I trust the principles of alignment which guide my Yoga practice to help me move through my day in a way that generates a steady current – no brown outs, intermittent power surges or power losses. Whatever I am doing – dishes or computer or teaching -  I try to remember (and I do forget regularly, but I do know how to begin again) to do things in this order:
1.     Soften and Ground. Breathe.

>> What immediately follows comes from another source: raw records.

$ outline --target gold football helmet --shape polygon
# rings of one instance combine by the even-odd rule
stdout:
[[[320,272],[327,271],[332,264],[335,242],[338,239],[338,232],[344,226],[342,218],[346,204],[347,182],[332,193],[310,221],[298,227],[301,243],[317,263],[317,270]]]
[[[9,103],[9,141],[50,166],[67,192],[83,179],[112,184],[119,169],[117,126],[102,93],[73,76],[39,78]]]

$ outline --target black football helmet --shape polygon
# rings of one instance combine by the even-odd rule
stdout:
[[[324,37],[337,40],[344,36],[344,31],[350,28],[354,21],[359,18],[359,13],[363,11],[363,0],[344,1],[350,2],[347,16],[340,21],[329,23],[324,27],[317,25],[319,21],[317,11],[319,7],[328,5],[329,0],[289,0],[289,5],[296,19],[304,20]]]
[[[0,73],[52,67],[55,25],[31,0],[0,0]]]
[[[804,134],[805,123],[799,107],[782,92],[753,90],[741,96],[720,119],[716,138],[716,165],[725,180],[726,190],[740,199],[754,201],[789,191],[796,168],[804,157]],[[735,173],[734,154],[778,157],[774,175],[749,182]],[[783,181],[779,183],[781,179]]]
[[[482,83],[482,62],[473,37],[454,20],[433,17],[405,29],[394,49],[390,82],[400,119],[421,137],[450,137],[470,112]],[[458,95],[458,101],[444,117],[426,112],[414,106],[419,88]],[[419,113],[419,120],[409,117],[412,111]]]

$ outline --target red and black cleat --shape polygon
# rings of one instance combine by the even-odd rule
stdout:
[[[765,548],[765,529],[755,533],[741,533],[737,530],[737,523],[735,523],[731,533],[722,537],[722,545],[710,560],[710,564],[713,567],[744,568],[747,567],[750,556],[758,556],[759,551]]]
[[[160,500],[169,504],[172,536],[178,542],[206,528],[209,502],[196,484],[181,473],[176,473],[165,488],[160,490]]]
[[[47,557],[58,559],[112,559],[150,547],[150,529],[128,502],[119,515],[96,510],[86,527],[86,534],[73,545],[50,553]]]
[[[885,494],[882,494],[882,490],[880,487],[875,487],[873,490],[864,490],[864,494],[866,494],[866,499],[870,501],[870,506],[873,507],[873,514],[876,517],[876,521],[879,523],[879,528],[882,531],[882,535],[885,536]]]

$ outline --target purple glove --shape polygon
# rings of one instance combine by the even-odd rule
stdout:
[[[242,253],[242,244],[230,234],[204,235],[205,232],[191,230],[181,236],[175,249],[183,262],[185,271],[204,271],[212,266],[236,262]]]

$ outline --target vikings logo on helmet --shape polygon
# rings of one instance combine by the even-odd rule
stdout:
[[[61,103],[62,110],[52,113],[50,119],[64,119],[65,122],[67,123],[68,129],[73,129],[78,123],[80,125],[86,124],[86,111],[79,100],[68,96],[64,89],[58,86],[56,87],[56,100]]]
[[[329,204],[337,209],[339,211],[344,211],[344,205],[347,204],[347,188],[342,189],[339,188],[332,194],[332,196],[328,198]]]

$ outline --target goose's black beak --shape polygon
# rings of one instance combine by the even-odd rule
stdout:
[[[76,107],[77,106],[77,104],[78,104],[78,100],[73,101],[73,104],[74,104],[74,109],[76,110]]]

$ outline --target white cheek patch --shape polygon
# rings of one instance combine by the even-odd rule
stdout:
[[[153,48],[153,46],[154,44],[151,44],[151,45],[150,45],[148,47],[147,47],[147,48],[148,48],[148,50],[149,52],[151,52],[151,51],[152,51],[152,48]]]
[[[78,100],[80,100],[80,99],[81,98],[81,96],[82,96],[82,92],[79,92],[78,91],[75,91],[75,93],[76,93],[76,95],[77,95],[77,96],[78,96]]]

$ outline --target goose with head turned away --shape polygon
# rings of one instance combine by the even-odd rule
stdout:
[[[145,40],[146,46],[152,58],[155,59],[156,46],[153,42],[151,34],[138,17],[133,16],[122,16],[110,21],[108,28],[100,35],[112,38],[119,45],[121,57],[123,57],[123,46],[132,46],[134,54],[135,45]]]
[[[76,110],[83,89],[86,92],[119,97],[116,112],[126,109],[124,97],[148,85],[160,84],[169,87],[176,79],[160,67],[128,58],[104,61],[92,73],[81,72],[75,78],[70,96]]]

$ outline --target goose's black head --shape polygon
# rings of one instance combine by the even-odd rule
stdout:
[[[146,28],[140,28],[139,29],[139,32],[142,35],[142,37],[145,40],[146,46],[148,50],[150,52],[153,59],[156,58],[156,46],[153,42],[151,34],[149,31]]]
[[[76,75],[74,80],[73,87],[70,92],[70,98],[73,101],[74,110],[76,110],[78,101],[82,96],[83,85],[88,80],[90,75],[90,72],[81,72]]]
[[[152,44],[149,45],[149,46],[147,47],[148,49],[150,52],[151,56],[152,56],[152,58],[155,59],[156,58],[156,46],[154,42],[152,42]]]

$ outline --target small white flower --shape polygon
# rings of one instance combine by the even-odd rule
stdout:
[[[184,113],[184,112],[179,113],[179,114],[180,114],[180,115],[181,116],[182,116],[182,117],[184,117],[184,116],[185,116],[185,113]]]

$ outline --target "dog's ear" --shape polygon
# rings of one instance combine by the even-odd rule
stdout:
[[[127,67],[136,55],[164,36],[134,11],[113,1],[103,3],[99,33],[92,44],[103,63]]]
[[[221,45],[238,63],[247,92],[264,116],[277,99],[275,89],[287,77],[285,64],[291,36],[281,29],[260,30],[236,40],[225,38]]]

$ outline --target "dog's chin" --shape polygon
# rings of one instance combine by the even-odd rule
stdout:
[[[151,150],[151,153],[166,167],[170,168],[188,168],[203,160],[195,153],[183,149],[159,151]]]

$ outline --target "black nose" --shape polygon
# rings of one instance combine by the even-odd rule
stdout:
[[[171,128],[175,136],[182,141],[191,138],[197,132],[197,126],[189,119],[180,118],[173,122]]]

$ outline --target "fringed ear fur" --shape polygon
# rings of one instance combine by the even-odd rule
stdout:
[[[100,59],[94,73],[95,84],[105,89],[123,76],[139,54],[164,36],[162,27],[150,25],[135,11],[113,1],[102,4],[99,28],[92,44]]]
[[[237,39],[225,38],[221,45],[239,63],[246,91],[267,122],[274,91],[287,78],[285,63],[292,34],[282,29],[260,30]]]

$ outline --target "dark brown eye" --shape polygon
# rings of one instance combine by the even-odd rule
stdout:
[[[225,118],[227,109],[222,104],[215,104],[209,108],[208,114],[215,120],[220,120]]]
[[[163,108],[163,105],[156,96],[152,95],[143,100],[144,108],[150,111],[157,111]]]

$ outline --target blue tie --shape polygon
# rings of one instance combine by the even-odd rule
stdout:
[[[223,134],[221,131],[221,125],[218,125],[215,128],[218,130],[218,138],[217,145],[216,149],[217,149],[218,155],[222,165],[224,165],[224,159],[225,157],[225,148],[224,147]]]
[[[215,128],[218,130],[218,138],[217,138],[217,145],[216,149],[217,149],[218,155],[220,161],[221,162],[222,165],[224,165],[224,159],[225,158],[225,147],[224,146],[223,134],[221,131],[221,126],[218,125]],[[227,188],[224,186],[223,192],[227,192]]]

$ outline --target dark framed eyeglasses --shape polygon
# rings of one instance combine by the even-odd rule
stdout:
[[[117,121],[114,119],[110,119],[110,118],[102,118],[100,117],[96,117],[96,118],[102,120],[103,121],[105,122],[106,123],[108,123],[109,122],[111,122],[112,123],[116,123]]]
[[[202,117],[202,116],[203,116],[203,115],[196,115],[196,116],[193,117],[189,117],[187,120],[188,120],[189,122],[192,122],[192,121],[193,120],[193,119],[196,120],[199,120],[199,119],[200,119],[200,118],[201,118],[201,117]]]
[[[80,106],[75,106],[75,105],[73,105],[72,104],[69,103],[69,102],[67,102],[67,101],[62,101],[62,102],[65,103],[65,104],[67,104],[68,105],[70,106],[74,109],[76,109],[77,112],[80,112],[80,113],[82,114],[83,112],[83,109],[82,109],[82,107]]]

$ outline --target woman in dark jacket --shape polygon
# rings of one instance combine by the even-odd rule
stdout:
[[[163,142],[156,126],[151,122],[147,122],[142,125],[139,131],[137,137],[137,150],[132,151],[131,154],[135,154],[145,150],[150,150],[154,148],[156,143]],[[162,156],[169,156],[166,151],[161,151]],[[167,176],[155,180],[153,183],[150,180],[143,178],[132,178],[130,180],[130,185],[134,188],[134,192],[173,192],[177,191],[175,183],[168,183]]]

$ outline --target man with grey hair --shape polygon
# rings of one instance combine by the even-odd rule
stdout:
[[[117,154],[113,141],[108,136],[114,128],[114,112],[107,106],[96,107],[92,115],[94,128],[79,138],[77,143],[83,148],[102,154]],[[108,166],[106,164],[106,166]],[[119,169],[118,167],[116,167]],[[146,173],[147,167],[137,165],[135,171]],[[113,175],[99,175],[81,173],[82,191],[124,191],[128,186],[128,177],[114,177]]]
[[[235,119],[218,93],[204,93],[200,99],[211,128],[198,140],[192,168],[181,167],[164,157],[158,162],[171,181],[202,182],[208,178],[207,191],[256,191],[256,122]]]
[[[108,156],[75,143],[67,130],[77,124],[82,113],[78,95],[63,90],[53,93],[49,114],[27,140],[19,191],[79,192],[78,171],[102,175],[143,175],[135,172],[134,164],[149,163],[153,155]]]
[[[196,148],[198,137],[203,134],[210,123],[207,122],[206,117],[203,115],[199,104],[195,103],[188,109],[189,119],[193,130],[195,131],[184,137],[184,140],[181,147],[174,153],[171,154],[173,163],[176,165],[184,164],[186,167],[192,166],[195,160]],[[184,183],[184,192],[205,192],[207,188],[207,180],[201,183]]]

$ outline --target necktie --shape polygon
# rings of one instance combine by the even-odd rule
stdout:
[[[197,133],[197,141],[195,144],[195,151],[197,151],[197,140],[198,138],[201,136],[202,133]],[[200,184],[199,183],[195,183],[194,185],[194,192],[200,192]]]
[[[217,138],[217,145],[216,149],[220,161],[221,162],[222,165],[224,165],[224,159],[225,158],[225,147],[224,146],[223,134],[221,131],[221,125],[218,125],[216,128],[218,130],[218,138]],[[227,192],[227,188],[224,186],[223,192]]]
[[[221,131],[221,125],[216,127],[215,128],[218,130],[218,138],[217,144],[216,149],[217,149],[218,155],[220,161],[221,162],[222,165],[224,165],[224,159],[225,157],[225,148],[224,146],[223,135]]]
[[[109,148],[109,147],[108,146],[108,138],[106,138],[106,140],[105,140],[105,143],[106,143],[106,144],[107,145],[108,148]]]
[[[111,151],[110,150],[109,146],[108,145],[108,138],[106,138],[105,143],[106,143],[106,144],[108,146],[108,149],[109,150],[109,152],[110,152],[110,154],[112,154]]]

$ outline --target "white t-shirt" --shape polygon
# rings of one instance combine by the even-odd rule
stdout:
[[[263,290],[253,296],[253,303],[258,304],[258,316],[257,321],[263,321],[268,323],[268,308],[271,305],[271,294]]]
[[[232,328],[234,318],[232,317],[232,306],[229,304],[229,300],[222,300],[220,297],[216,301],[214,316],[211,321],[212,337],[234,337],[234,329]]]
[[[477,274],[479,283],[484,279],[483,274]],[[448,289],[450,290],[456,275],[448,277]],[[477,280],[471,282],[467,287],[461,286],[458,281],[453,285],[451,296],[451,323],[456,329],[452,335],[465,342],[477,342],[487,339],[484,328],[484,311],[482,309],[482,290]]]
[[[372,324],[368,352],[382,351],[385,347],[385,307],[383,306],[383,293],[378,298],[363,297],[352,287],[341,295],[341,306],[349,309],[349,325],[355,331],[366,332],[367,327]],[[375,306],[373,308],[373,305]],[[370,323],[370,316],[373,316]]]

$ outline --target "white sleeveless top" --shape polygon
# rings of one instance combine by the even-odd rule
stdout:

First Principle first: come home to the Bright Middle between Heaven and Earth.
2.     Engage Balanced Action – the play between Muscular Energy (stabilizing, firming, integrating) and Organic Energy (opening, expanding, spacious).

Both #1 and #2 are Balanced Action, which generates a steady current of prana.

Balanced Action is Yoga: a generation of Light and Love that happens if you stay in place long enough to hold two poles that are contradictory complements (like inhale and exhale; firmness and suppleness; listening and expressing) in proximity to one another until a current begins to flow more brightly in body, heart and mind. It is an alive technology that both turns on light and grounds the current.

There is a weighty responsibility to having access to Yoga and a knowledge of how to turn on light. I do not see the world as it is, but as I am. I will see the world through a brightening lens – or through a glass darkly. And as I SEE the world, I CREATE the world. My center opens to every center. My heart opens to every heart. (Truly both mysticism and physics, this).

Don’t curse the darkness. Bring the light.